The Respiratory Control Ratio (RCR) was defined as the ratio ADP stimulated basal (state 3) respirationand proton leak (state 4) (O2 flux), and the Spare Respiratory Capacity (SRC) was calculated as the difference between maximal respiration (uncoupled state) and ADP stimulated basal (state 3) respiration (Figure 2) [21,23].
ATP levels were measured in tissue punch biopsies using the ATP Bioluminescence Assay Kit CLS II (Roche Diagnostics, Mannheim, Germany) according to a standardized protocol and expressed relative to tissue protein concentration (Pierce™ BCA Protein Assay Kit, Rockford, IL, USA) [24].

2.5. Oxidative Stress

Thiobarbituric acid-reactive substances (TBARS) were measured as indicators of oxidative stress in the kidney after perfusion. The lipid peroxidation product malondialdehyde (MDA) was measured in tissue homogenates using a standardized protocol, as previously described [24]. Data are expressed relative to the tissue protein concentration (Pierce™ BCA Protein Assay Kit, Rockford, IL, USA).

2.6. Perfusate Samples

Glucose and lactate concentrations in perfusion samples were measured using routine procedures at the clinical chemistry lab of the University Medical Centre Groningen (UMCG).

2.7. Flow and HMP Resistance

The HMP flow was continuously measured and documented at 1, 4, 8, and 24 h of perfusion. Intrarenal vascular resistance was calculated by dividing the mean arterial pressure by the flow at the specific time point (expressed in (mmHg mL−1 min)).

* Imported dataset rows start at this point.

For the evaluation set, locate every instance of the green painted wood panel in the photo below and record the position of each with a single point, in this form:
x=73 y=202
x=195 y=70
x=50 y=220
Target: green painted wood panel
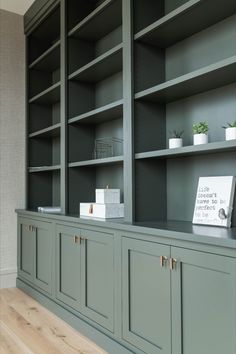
x=43 y=255
x=26 y=240
x=146 y=296
x=98 y=277
x=204 y=307
x=68 y=263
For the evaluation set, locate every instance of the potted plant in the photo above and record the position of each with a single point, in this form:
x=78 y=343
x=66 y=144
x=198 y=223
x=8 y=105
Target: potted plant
x=230 y=131
x=200 y=131
x=175 y=140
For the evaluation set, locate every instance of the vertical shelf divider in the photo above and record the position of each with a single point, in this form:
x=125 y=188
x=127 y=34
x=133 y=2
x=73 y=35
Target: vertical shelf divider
x=127 y=13
x=63 y=53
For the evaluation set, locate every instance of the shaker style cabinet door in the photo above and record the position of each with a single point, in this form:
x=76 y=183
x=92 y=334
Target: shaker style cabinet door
x=98 y=277
x=146 y=296
x=204 y=303
x=68 y=265
x=43 y=255
x=26 y=247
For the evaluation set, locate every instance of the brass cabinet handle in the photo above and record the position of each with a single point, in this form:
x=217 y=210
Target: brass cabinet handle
x=163 y=260
x=173 y=263
x=77 y=239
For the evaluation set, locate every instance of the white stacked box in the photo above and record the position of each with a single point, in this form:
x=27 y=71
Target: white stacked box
x=106 y=211
x=104 y=196
x=107 y=205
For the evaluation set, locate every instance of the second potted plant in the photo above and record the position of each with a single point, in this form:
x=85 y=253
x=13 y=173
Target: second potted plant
x=230 y=131
x=175 y=140
x=200 y=131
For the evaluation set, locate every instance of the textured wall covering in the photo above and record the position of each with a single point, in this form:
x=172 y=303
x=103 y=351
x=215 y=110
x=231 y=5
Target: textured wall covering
x=12 y=137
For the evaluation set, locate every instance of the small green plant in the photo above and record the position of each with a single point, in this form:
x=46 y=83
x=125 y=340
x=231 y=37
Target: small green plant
x=230 y=125
x=200 y=128
x=175 y=134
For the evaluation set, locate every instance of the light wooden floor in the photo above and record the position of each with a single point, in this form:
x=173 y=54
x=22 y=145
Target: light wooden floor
x=28 y=328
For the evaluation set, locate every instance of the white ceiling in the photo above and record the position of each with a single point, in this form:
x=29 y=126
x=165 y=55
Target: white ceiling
x=17 y=6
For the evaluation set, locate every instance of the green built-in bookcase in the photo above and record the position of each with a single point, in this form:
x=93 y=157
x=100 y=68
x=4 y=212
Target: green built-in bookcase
x=131 y=71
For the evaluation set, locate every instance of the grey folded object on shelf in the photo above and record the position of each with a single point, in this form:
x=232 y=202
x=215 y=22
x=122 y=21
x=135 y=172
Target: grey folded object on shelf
x=50 y=210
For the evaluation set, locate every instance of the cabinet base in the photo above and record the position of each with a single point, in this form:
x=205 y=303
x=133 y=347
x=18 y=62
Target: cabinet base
x=108 y=344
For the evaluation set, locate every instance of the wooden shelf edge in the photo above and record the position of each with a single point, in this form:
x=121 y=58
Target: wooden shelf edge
x=167 y=18
x=187 y=77
x=96 y=111
x=44 y=169
x=209 y=148
x=46 y=130
x=89 y=17
x=97 y=162
x=45 y=54
x=93 y=63
x=43 y=93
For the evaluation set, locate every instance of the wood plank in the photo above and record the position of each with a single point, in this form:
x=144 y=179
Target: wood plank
x=29 y=325
x=10 y=343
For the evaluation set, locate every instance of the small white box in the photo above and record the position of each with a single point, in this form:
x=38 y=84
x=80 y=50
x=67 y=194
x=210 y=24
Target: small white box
x=105 y=211
x=107 y=195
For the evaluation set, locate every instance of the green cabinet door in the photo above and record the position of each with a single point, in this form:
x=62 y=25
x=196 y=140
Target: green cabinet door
x=26 y=246
x=203 y=303
x=97 y=268
x=43 y=255
x=146 y=296
x=68 y=265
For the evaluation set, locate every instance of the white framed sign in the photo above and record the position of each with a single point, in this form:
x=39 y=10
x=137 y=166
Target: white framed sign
x=214 y=201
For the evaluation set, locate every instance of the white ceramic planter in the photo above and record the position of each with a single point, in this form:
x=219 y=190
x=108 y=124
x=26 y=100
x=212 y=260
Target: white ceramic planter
x=175 y=143
x=199 y=139
x=230 y=133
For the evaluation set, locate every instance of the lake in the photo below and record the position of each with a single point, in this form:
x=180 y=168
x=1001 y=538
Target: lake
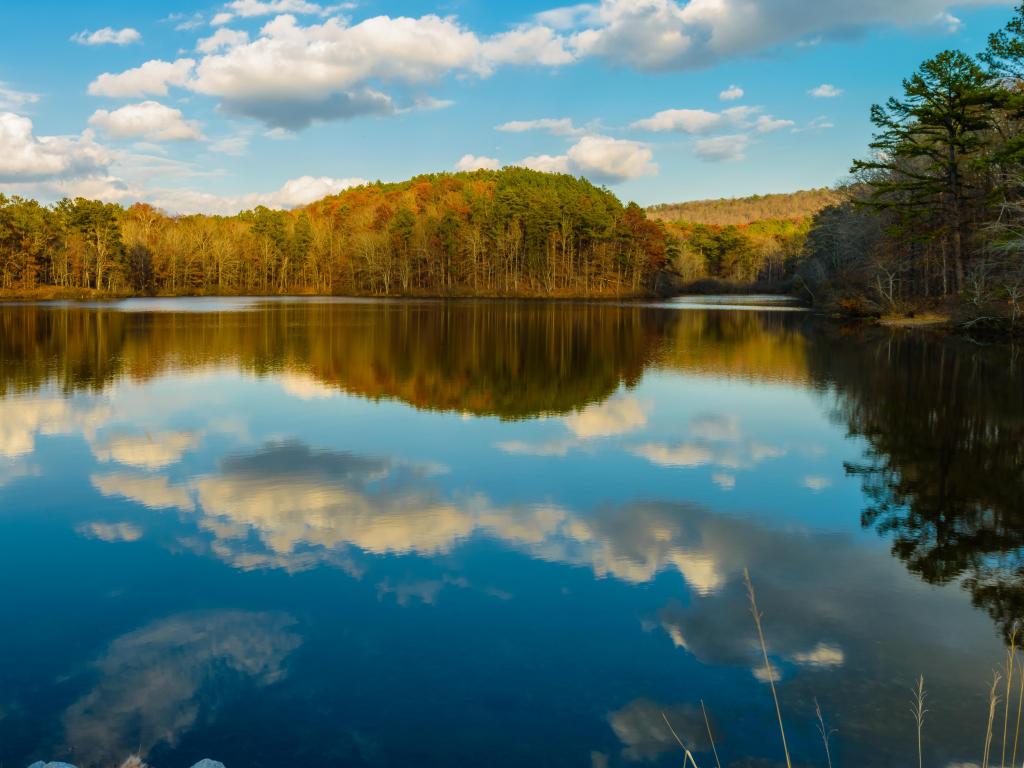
x=502 y=534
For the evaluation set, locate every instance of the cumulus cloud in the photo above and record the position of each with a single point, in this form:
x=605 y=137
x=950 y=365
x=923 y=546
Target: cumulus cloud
x=547 y=163
x=665 y=35
x=605 y=159
x=154 y=492
x=248 y=8
x=554 y=126
x=112 y=532
x=293 y=194
x=768 y=124
x=108 y=36
x=146 y=452
x=525 y=45
x=701 y=121
x=825 y=90
x=14 y=99
x=731 y=93
x=25 y=157
x=601 y=159
x=148 y=682
x=477 y=163
x=719 y=148
x=222 y=38
x=150 y=120
x=152 y=78
x=292 y=75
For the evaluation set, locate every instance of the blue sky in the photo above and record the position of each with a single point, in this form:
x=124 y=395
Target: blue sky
x=217 y=107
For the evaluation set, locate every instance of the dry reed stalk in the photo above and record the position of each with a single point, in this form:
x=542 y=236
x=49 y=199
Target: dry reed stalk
x=993 y=700
x=825 y=732
x=710 y=735
x=687 y=755
x=764 y=651
x=1011 y=654
x=919 y=712
x=1020 y=700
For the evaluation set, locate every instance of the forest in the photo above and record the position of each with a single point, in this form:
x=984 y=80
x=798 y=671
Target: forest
x=933 y=216
x=796 y=206
x=509 y=232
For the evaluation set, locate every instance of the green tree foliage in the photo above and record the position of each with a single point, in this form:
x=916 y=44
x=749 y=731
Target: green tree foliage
x=796 y=206
x=937 y=211
x=492 y=232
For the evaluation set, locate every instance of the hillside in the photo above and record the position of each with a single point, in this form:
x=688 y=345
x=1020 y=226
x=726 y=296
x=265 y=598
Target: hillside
x=510 y=232
x=796 y=206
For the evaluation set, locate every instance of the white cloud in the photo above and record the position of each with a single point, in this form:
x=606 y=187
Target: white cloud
x=825 y=90
x=718 y=148
x=601 y=159
x=148 y=120
x=683 y=455
x=25 y=157
x=222 y=38
x=112 y=532
x=292 y=75
x=146 y=452
x=816 y=482
x=951 y=24
x=249 y=8
x=724 y=480
x=526 y=45
x=821 y=655
x=554 y=126
x=697 y=121
x=731 y=93
x=230 y=145
x=664 y=35
x=616 y=416
x=768 y=124
x=152 y=78
x=295 y=193
x=604 y=159
x=14 y=99
x=547 y=163
x=108 y=36
x=474 y=163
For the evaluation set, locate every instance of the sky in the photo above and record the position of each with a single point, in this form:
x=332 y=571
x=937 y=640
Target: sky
x=218 y=107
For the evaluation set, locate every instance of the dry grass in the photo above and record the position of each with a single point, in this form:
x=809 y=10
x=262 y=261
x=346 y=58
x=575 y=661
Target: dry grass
x=1014 y=668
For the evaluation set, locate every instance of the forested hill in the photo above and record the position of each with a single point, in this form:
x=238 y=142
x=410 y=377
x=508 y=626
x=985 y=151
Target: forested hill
x=509 y=232
x=796 y=206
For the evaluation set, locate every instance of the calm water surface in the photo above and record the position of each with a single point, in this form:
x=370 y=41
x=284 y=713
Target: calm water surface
x=431 y=534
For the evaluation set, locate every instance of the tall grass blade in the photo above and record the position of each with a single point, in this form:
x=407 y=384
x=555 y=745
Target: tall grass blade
x=710 y=735
x=993 y=700
x=768 y=669
x=919 y=712
x=825 y=732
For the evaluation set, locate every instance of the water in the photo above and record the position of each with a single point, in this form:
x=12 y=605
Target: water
x=395 y=534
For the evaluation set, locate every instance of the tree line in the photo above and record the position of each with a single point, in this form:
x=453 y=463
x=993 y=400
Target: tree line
x=935 y=212
x=509 y=232
x=796 y=206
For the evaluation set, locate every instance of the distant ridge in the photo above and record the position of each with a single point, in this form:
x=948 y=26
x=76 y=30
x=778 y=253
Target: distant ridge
x=795 y=206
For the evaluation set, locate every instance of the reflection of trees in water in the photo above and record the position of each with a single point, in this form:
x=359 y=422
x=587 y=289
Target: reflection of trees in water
x=944 y=421
x=944 y=468
x=512 y=359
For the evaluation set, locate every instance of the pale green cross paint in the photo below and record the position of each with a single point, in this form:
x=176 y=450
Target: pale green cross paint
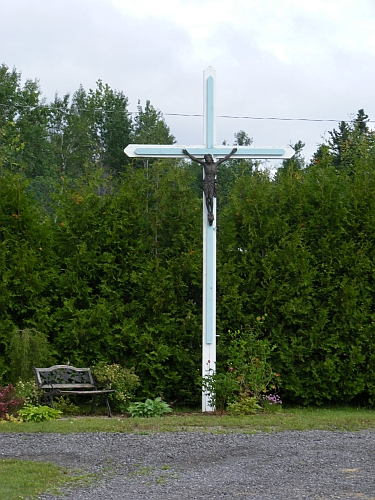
x=209 y=232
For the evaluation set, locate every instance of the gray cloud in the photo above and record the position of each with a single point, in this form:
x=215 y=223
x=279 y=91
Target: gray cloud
x=68 y=43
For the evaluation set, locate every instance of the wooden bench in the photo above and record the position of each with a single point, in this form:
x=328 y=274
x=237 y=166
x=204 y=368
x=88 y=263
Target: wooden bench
x=62 y=380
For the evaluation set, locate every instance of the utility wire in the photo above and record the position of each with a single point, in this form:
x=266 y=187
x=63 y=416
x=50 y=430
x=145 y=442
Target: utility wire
x=274 y=118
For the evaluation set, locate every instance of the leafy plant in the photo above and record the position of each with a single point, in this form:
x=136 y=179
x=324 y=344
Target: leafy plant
x=28 y=391
x=245 y=406
x=248 y=357
x=10 y=403
x=66 y=406
x=221 y=387
x=150 y=408
x=114 y=376
x=28 y=348
x=32 y=413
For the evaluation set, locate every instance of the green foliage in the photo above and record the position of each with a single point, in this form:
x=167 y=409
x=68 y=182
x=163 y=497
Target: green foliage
x=150 y=408
x=271 y=403
x=248 y=356
x=31 y=413
x=28 y=391
x=65 y=406
x=245 y=406
x=114 y=376
x=221 y=387
x=103 y=256
x=10 y=403
x=28 y=348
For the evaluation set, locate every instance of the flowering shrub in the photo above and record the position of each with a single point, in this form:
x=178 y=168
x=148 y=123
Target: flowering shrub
x=221 y=387
x=114 y=376
x=248 y=356
x=9 y=402
x=245 y=406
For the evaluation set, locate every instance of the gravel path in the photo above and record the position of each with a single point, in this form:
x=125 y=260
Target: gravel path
x=285 y=465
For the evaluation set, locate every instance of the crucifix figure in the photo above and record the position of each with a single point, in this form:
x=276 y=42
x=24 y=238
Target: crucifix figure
x=209 y=181
x=210 y=153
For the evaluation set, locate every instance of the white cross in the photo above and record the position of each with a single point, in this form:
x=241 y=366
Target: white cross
x=209 y=231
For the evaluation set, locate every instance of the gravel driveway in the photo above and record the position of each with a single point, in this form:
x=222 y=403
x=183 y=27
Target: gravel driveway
x=284 y=465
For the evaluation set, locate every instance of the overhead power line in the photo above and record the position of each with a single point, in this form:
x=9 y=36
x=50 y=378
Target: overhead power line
x=200 y=115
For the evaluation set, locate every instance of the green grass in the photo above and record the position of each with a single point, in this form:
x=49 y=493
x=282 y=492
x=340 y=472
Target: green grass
x=341 y=419
x=26 y=479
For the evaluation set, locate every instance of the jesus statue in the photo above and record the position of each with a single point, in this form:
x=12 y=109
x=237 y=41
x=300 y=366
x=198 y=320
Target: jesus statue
x=210 y=181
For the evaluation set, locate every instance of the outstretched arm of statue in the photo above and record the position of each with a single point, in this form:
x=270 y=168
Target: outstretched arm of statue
x=227 y=157
x=186 y=152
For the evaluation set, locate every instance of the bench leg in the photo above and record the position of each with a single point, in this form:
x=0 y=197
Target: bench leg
x=93 y=404
x=108 y=408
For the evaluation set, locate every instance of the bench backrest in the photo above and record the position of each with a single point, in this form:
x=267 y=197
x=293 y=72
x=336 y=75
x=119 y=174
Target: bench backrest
x=64 y=377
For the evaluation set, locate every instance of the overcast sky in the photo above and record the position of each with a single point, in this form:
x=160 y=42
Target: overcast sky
x=310 y=59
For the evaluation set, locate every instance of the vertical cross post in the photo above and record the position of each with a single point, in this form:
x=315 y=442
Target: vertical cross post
x=209 y=246
x=209 y=231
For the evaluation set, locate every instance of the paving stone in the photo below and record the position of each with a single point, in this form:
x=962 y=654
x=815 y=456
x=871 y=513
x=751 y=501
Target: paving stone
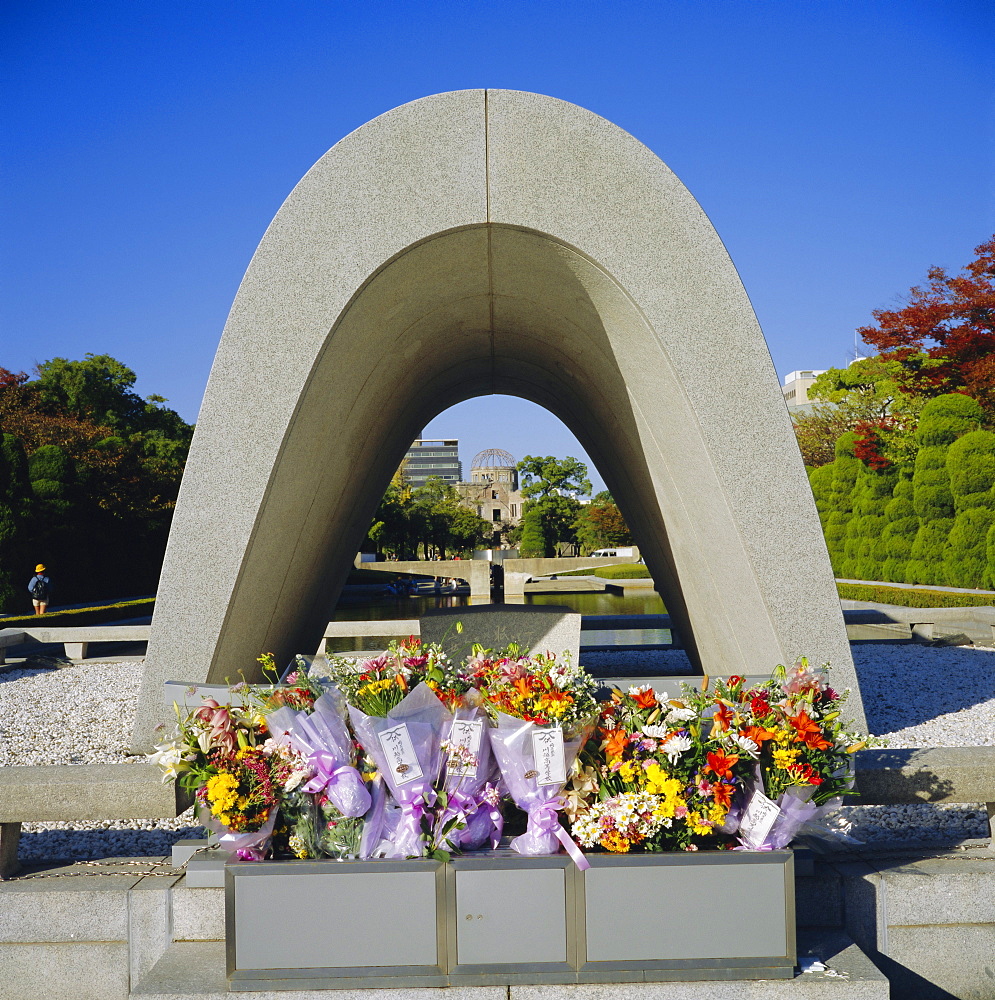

2.8. Histological Analysis

Surgical biopsies were obtained from the renal cortex at the end of each perfusion. Thereafter, biopsies were fixed in 4% buffered formaldehyde, embedded in paraffin, cut into 4 um sections and stained with Periodic Acid–Schiff (PAS) to evaluate tissue morphology. The biopsies were blindly scored by an experimental pathologist, for interstitial fibrosis, tubular atrophy, interstitial inflammation, arterial intimal fibrosis, arteriolar hyalinosis, acute tubular injury and necrosis, tubular dilation, and loss of brush border and interstitial edema, utilizing a semi-quantitative scale. Grades 0–3 range from no signs (0) to mild (1), moderate (2), and severe (3). Acute tubular necrosis was assessed on a scale ranging between 0 and 4 (0 = none, 1 = sporadic, 2 = cluster and 3 = confluent areas, 4 = massive) with an additional classification of the morphology as severe and moderate (scaled as 0.67 and 0.33, respectively) [25]. Sections were scanned using a Hamamatsu NanoZoomer 2.0-HT digital slide scanner (Hamamatsu Photonics, Shizuoka, Japan).

2.9. Statistical Analysis

Statistical analyses were performed using GraphPad Prism version 8.0.1. Data are presented as means with 95% confidence intervals (CI). The outliers were identified using GraphPad Prism 8.0.1. and removed from the data (Q = 1%). Depending on the distribution of the data, Kruskal–Wallis tests, multiple comparisons analysis of variance (ANOVA), and mixed-effects analyses were performed. The area under the curve (AUC) for glucose was computed using GraphPad Prism 8.0.1 which uses the trapezoidal method. Delta glucose was calculated as the perfusate glucose concentration after 24 h of perfusion minus the concentration at the beginning of perfusion; Δ C = C final C initial .

3. Results

3.1. Mitochondrial Function During Hypothermic Machine Perfusion

During HMP, the ADP stimulated basal mitochondrial respiration levels did not differ significantly between the experimental groups (Figure 3A). SRC and RCR were similar between groups over the total perfusion period (Figure 3B,C).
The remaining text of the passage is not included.